- DOGE surged nearly 9% to $0.2346, pushing market cap above $35B.
- Trading volume spiked 120%, confirming heavy buyer activity.
- Key resistance sits at $0.24, while macro data next week could decide DOGE’s next move.
Dogecoin pulled off a strong comeback today, jumping almost 9% to trade at $0.2346 after Jerome Powell’s Jackson Hole remarks lit a spark under markets. Traders rushed back in, sending DOGE’s daily trading volume soaring more than 120%—a clear sign of heavy buyer interest. The rally also pushed its market cap past $35 billion, even overtaking Circle for the spot. Not bad for a meme coin that started as a joke.
The surge helped DOGE erase nearly all of its monthly red, trimming losses down to just about 3% over the past 30 days. For an asset that’s been on the ropes for weeks, today’s move felt like a reset, giving bulls back some breathing room.
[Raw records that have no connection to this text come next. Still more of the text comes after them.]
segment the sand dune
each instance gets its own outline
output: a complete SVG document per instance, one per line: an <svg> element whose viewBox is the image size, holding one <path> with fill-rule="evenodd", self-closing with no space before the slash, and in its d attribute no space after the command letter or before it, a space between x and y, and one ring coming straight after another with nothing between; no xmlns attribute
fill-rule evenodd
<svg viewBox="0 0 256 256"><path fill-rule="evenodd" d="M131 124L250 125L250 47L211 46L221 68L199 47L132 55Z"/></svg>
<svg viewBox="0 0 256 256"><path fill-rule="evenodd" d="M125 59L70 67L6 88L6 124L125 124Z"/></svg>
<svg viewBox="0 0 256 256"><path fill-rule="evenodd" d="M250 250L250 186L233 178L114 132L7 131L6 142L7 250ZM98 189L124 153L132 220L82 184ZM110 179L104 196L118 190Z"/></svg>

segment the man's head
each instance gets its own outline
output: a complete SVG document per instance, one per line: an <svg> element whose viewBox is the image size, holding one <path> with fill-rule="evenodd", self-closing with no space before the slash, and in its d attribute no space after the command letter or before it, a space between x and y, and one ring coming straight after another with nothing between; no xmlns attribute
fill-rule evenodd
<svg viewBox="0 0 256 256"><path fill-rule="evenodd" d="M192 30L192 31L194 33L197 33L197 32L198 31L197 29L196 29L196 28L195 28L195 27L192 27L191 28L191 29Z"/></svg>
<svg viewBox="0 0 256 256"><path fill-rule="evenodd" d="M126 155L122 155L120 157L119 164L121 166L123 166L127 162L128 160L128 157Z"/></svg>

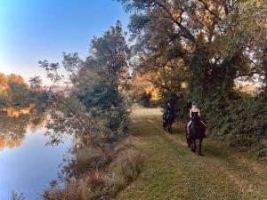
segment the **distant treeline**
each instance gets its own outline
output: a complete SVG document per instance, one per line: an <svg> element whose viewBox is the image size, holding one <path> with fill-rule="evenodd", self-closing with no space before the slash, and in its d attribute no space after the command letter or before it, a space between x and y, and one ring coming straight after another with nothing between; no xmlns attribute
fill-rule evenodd
<svg viewBox="0 0 267 200"><path fill-rule="evenodd" d="M209 135L266 156L266 3L118 1L132 12L135 73L153 84L162 106L171 101L177 116L189 120L197 101ZM253 92L239 90L245 83Z"/></svg>

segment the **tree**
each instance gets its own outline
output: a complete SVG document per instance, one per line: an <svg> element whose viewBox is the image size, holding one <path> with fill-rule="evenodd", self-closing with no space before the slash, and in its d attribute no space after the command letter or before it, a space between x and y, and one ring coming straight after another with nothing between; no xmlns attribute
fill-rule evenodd
<svg viewBox="0 0 267 200"><path fill-rule="evenodd" d="M190 80L190 93L200 99L231 98L234 80L255 73L254 60L247 54L251 43L243 43L244 36L237 34L235 26L236 21L246 23L242 18L247 14L249 21L260 27L265 21L262 20L266 8L263 1L119 2L126 11L134 12L129 28L136 41L134 48L139 70L160 71L171 66L174 72L180 66L174 60L180 59L190 70L190 76L186 79ZM254 10L253 4L257 5ZM244 12L247 6L250 12L256 12L252 15ZM260 35L255 38L259 41Z"/></svg>
<svg viewBox="0 0 267 200"><path fill-rule="evenodd" d="M123 94L128 78L127 56L129 50L117 22L103 36L92 40L85 61L77 53L63 53L67 76L59 74L59 63L39 61L54 83L47 92L51 118L46 127L53 131L47 132L51 143L61 142L66 133L87 136L108 155L106 148L120 138L127 121ZM58 90L59 85L64 90Z"/></svg>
Technicals Were Already Pointing Up
On the charts, the signals were there before the breakout. The MACD on the 4-hour timeframe flipped bullish two days ago after DOGE slid 13.6%. Since then, momentum has only grown—today’s rally widened the MACD and Signal lines, while the histogram stacked strong green bars, showing that the bullish energy is no fluke.
That said, DOGE did hit resistance near $0.24, a level that’s been stubborn all year. Every time price approaches this zone, sellers tend to step in, cutting short multiple short-term rallies. For bulls to keep control, they’ll need to finally flip this resistance into support.

What Comes Next
The bigger question is whether today’s risk-on sentiment will stick. Markets will have plenty to chew on next week, with macro prints like GDP and the Fed’s preferred inflation gauge, the PCE price index, set to land. If inflation runs hotter than expected, it could dampen hopes for rate cuts and take the wind out of crypto’s sails. But if the data shows cooling inflation, bulls may have room to push higher again, not just in DOGE but across the broader market.